Friday, May 19, 2023

La Fete Du Pain

Our next adventure, on a rainy Monday, was the annual Paris Fete du Pain, held in the forecourt of the cathedral, which, nowadays, unfortunately, is not very crowded. The Festival of Bread occurs in several tents, where you get to watch the judging, the making of bread items by master bakers and their students, and also buy some of the goodies. Having doubled or quadrupled our bread intake, particularly baguettes, since returning to Europe, we felt we needed to learn more, especially yours truly, who needs to better distinguish the €.45 cheapies from Franprix from Vicki's preferred €1.30 traditional artisanal type.

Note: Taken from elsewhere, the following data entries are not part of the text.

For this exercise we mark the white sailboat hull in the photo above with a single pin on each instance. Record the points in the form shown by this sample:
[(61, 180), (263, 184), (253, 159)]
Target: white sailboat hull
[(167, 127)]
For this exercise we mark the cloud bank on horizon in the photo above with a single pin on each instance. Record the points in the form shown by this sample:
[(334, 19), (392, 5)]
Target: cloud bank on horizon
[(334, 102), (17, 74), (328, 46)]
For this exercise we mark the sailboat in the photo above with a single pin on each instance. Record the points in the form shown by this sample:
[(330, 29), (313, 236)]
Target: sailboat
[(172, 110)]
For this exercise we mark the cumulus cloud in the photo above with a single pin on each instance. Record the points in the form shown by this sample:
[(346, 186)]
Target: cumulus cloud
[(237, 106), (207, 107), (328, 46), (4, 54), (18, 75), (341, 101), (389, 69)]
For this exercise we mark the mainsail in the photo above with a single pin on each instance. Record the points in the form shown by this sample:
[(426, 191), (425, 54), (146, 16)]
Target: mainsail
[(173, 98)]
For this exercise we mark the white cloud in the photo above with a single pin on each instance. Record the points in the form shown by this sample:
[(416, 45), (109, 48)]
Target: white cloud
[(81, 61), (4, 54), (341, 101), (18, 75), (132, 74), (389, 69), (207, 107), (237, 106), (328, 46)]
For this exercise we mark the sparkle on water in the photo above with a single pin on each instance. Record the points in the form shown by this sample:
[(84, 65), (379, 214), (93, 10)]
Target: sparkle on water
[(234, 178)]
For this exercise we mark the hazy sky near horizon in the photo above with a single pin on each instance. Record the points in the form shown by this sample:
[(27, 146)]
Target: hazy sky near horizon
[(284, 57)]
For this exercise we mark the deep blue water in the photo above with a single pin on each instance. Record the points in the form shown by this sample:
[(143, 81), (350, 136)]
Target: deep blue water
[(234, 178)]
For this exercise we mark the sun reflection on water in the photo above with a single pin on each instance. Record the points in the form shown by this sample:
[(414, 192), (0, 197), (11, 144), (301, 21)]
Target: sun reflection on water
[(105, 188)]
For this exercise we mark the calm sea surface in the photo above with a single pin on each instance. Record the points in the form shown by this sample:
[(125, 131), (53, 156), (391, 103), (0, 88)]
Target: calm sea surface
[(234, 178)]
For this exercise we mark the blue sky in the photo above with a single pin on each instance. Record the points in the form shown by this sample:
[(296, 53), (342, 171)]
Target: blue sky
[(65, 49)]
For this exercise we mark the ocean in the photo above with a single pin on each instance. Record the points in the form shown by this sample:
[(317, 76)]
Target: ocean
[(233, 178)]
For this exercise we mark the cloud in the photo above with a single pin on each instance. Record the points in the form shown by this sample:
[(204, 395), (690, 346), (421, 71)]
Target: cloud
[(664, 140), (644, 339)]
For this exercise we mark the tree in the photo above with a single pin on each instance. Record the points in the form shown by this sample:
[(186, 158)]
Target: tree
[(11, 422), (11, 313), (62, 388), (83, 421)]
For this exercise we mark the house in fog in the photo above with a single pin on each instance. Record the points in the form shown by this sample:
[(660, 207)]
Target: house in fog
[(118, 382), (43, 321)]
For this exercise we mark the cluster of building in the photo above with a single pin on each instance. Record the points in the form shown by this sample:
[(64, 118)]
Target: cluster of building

Oh, I made a couple lengthy videos of the action, which will appear on my YouTube channel some day.


Front-end of the baking tent

Back-end; of the 30 or so people working there--elder bakers and
students from the various culinary/bakery schools about Paris--we
saw only two females; in most any boulangerie you walk into, the
front-end will be women, the back-end, maybe not

Making croissants; it's all in the wrist action

Love the T-shrt

Spare parts; but as we'll see, these get fed back into the rolling
machine and will come back out as a nice, huge, sheets of dough

Thus

Measure twice; use a cooling rack to make a cutting grid

Cut many times

Assemble and roll; ready for the oven

Having mastered pain au chocolate, we moved on to these guys,
who were making (we learned at great length) apple tartlets

Teacher and student; the student is cutting out the tartlet rounds

Of course there is an MC narrating it all; also cutting up bits of a baguette
for the audience to sample; the whole thing could have used a Noel Fielding, 
I thought

Satisfied customer

I think this is an oven

Huge dough-mixing machine; designed to resemble R2D2

Expert interview

Now the student is piping glops of apple sauce onto the tartlets-to-be

And cutting the (machine-pre-skinned/pre-cored/pre-halved)
apple halves into slices; the teacher also was doing this, his
slices half as thick and twice as quick

Next door, making Eiffel Tower cookies for the tourists

Thus assembled, ready for the oven...one of several trays

Back at the front-end

Of course we bought one; nice shot with the student
baker in the background

Now in the judging tent, where, I think, they are judging best baguette
in France; or possibly somewhere else; the best in Paris turned out to
be a young Indian immigrant in the 20th; our local baker, around the corner,
won 5th

Parthian shot

Takes his baguettes very seriously


1 comment:

Tawana said...

Oh, wow! What a great experience to see (and taste) all of that!